We have all sorts of things going on, tasks and chores and ideas, attempts at healing and social things, worries and relief. And threaded over and under and around and through it is the fact that we are coming up on the fifth anniversary of my grandpa’s death. Like his mother before him, he died on March 16, cementing the next day’s St. Patrick’s Day associations for me pretty permanently. Maybe there’ll come a time when I don’t think of it, but I kind of doubt that. On the day he died, I was so glad and so grateful to have a loved one cooking corned beef and cabbage for us because it was hot food made with love, but now the association is so strong I hope I never eat it again.
I brought all his books home and cataloged them and stacked them up, and I have been reading through them. Some of them I bounce off, some I read through, and you see them in my book post. There were hundreds. Now there are less than twenty. When I realized the five-year anniversary was coming, I was grateful that there were not fewer, because I will soon be done reading Grandpa’s books, and if there had been two or three, if there had been only a handful, it might have felt like the right thing to try to finish on the anniversary, and I think that would have been wrong. I think that would have been too much synchronicity to bear, and yet it would have been hard to resist that kind of narrative pull. So I will just keep at it steadily, and I will finish reading them when I finish reading them. The universe is full of ragged ends and things that don’t come out evenly, and that is better than okay, it is good. The tidy packages, the tied-up strings, they are not how life works.
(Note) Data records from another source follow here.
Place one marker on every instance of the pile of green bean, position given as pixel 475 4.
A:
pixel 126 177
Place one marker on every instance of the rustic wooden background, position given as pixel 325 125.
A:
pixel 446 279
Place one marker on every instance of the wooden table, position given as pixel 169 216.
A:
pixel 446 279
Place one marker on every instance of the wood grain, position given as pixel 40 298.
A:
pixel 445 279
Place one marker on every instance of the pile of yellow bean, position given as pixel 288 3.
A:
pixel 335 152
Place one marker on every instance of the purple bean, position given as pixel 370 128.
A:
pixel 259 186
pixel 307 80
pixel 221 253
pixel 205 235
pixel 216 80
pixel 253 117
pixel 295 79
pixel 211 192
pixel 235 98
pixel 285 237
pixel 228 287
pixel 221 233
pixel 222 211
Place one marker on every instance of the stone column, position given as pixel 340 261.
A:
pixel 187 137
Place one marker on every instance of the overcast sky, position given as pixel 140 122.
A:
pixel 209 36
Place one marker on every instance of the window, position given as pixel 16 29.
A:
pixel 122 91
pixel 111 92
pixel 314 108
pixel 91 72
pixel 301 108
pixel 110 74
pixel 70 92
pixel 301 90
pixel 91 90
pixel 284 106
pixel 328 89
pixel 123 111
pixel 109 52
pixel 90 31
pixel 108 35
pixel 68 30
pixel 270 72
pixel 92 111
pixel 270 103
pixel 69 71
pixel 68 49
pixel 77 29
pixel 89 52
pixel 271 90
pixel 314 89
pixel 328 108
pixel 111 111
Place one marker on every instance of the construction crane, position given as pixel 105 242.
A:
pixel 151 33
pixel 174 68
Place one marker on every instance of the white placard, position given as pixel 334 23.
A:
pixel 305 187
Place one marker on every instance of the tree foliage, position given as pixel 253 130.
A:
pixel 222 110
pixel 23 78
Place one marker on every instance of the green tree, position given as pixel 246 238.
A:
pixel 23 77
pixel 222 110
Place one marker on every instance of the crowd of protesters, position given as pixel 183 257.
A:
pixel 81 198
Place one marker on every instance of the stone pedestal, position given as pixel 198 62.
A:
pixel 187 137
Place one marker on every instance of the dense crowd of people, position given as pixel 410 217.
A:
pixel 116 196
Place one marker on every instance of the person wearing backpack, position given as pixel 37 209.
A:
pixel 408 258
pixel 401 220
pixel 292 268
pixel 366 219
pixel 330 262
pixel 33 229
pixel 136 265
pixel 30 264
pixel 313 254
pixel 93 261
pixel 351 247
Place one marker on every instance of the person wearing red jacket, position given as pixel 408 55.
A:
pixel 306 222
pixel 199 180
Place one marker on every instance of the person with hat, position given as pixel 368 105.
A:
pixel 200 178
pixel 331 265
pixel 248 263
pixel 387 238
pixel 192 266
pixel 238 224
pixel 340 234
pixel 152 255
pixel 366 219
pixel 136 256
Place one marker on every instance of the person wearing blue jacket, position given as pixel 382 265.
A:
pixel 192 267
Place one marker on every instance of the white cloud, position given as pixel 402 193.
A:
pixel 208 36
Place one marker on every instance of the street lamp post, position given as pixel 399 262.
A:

When I have finished reading my grandpa’s books that he owned, I will be okay. Oh, don’t get me wrong, I will cry. I will probably cry like my heart is breaking all over again, because it will be one more thing, one more piece of loss. But I can never lose my grandpa all the way. I knew that the day he died, and I was right; I know it just as much now. Every year for his birthday I buy myself a book for Grandpa and me. And it’s a good tradition, but that thing I said up there about things coming out evenly, I meant it, so if I’m somewhere in an odd little bookshop and I find a book for Grandpa and it’s not coming up on February 1, I buy it for Grandpa and me anyway. Or I get it from the library for Grandpa and me. Of course it’s not the same. It’s not remotely the same, that’s the horrible part. But I can only do the part I can do, and this is the part I can do, the stories, the remembrance, my side of the conversation.
And putting more of the protag’s grandpa in the book I’m revising. Because he belongs there, and because.